【読書】森見登美彦『シャーロック・ホームズの凱旋』中央公論新社

 森見登美彦シャーロック・ホームズの凱旋』中央公論新社を読了。
 なんとも奇妙な小説である。なにしろ、あのシャーロック・ホームズが登場する小説でありながら、舞台はいつもの森見登美彦作品同様、京都なのだから。ロンドンに住むホームズが京都へやってきたというわけではない。ここで描かれる京都は、ホームズが、ワトソンが、レストレード警部が、モリアーティ教授が、ハドソン夫人が暮らす架空の京都なのである。ホームズの事務所は寺町通221Bにあり、京都警視庁には「スコットランドヤード」とフリガナがふられ、ガス灯が照らす石畳を辻馬車が行き交い、テムズ川ならぬ鴨川が流れ、その畔には時計塔(ビッグベン)が聳えているという京都なのだ。
 その京都で暮らすホームズはスランプに陥っていて、まるで事件を解決することができないでいた。ホームズの事務所には、同じくスランプに陥ったモリアーティ教授とレストレード警部が居着いて、日がな一日スランプの謎に挑むといっては、ダラダラとした時間を過ごしているのである。
 ホームズが事件を解決しないことには、ホームズ譚の新作を書くことのできないワトソンは、なんとかホームズを復活させようとするのだが……。

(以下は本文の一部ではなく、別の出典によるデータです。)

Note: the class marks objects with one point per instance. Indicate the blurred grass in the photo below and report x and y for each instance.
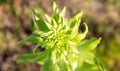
(101, 16)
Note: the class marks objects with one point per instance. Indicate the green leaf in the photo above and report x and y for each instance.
(48, 18)
(63, 12)
(43, 26)
(64, 66)
(89, 44)
(87, 57)
(55, 8)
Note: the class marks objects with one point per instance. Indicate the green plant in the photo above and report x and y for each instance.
(65, 48)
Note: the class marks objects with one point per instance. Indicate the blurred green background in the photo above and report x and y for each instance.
(102, 17)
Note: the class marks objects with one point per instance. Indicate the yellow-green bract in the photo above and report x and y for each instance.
(65, 48)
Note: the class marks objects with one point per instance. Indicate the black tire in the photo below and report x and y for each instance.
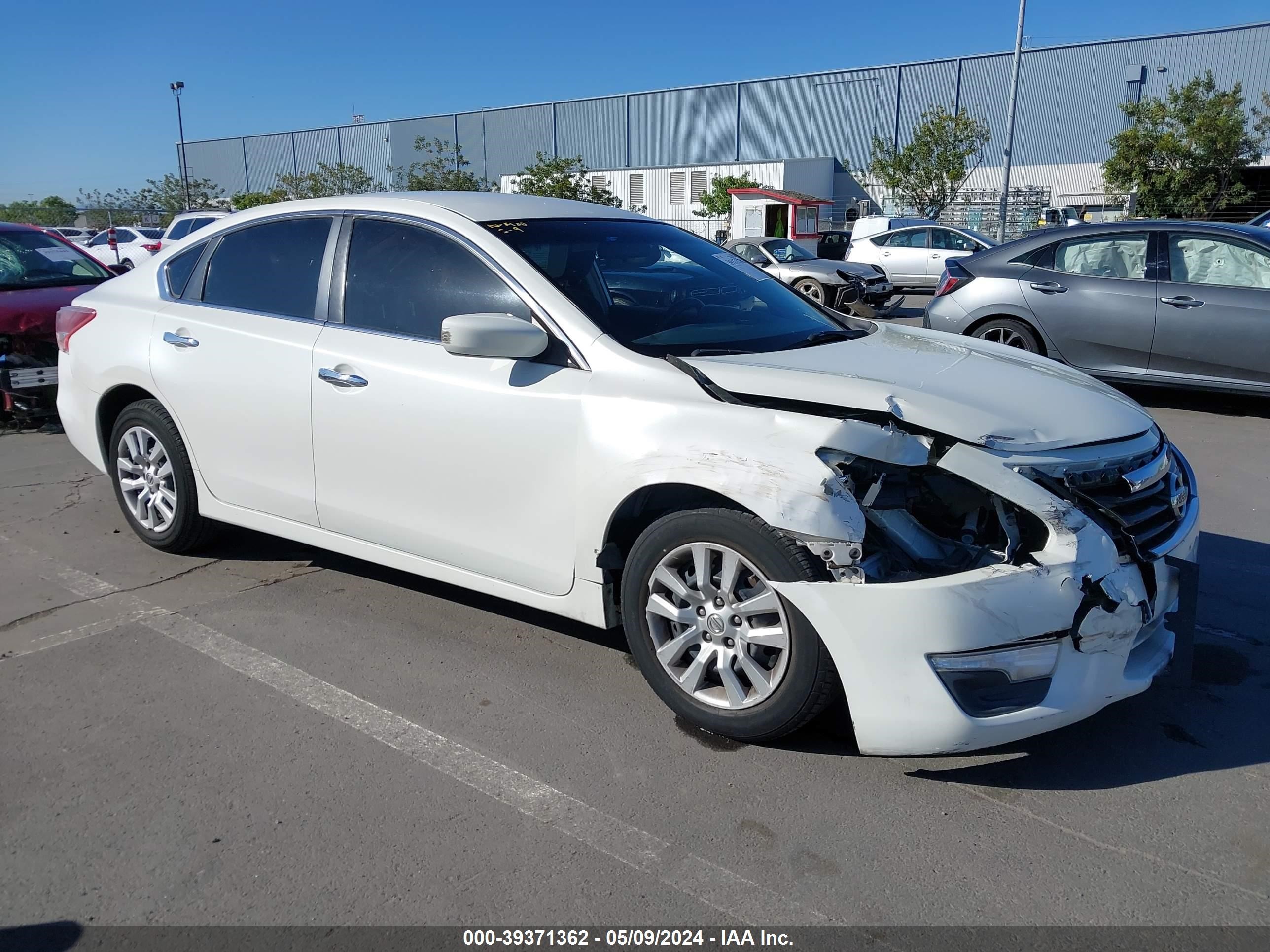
(810, 682)
(188, 530)
(1009, 332)
(812, 289)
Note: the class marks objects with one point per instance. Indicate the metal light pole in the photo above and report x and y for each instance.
(181, 126)
(1010, 124)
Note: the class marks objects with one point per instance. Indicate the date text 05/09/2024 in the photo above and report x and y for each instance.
(722, 938)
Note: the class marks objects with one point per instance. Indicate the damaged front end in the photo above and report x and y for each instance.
(924, 522)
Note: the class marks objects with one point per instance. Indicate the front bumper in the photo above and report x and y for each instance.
(881, 635)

 そこから物語はどんどんとんでもない方向へと転がっていく。その奇妙さはさすがは森見登美彦なのだけれど、いつもの森見登美彦とはまったくことなり、実に端正な文章によって物語が紡がれていく。森見登美彦のいつもの文体ではなく、コナン・ドイルによるシャーロック・ホームズの文体によって描かれていくのだ。そのため、読んでいる間は森見登美彦の小説を読んでいるということを忘れ、コナン・ドイルによるシャーロック・ホームズの新作を読んでいる気分になってしまう。
 まさに怪作というべき作品なのだけれど、怪作と呼ぶにはあまりにも気品ある仕上がりに脱帽させられる。